Bian membuka jaketnya setelah memarkirkan kendaraannya di parkiran siswa. Ia melihat pantulan wajahnya di kaca spion mobilnya. Takutnya ada sesuatu yang mengusik ketampanannya dan membuatnya terlihat tidak sempurna.
Beberapa siswa yang sudah hadir melihat ke arah dua pria yang baru turun dari mobil itu. Bahkan banyak dari siswi yang tertegun melihat seorang Bian keluar dari mobil. Bian yang biasanya membawa motor Honda V**** versi lama, kini datang ke sekolah dengan mobil BMW I8 C****. Mobil itu adalah hadiah ulang tahunnya dari sang kakek saat usianya tepat tujuh belas tahun kemarin.

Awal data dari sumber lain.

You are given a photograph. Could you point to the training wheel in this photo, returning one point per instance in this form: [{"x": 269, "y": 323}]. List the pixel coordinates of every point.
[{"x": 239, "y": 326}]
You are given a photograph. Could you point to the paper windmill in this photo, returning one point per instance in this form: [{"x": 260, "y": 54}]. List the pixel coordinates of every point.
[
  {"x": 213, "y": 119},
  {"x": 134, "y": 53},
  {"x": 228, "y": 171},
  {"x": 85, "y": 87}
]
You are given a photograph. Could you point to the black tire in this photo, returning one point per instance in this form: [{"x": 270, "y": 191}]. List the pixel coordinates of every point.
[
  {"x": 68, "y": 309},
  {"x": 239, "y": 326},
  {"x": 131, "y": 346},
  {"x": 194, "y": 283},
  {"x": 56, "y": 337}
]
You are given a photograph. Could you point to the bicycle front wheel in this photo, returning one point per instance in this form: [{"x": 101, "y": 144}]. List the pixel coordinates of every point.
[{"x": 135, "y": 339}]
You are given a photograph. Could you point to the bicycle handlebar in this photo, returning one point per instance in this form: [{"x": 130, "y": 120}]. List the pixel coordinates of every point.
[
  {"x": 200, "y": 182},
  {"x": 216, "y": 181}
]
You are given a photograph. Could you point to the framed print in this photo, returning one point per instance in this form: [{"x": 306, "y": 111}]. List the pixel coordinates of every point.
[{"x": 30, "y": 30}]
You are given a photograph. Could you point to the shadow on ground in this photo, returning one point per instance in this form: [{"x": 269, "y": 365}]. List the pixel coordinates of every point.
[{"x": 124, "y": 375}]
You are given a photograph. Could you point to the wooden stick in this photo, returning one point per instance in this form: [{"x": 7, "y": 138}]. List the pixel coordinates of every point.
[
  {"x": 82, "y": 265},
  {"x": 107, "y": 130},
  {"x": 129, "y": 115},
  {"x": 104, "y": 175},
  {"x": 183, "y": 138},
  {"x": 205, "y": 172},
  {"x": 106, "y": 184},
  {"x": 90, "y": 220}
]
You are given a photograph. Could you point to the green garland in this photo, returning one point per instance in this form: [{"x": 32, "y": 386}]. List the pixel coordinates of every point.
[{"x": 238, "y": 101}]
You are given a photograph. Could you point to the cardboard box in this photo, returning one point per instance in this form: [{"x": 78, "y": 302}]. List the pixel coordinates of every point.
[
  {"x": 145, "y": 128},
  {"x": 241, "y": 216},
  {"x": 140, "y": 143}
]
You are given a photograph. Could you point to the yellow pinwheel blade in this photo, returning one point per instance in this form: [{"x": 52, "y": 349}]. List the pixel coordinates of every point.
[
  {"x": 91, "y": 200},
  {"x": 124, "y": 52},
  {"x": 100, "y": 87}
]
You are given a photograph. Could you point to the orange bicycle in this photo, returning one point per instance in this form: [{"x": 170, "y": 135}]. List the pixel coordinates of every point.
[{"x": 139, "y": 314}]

Bisik-bisik mulai terdengar karena semakin banyak siswa yang berkerumun melihat mobil ketua OSIS mereka. Bian mendesah karena tidak menyukai situasi itu. Dia paling benci melihat wanita berkerumun. Apalagi itu karena mereka mengagumi seorang pria.
"Nik, buruan ... kenapa malah diam disana?" Bian melirik kesal ke arah Niko yang masih berdiri bersandar di mobilnya.
"Eh, sekali-kali jadi pusat perhatian, itu menyenangkan, Bi." Niko berjalan santai mendekati Bian.
"But, I don't like it.." Bian melengos seraya berlalu meninggalkan Niko yang tertawa melihat kekesalannya.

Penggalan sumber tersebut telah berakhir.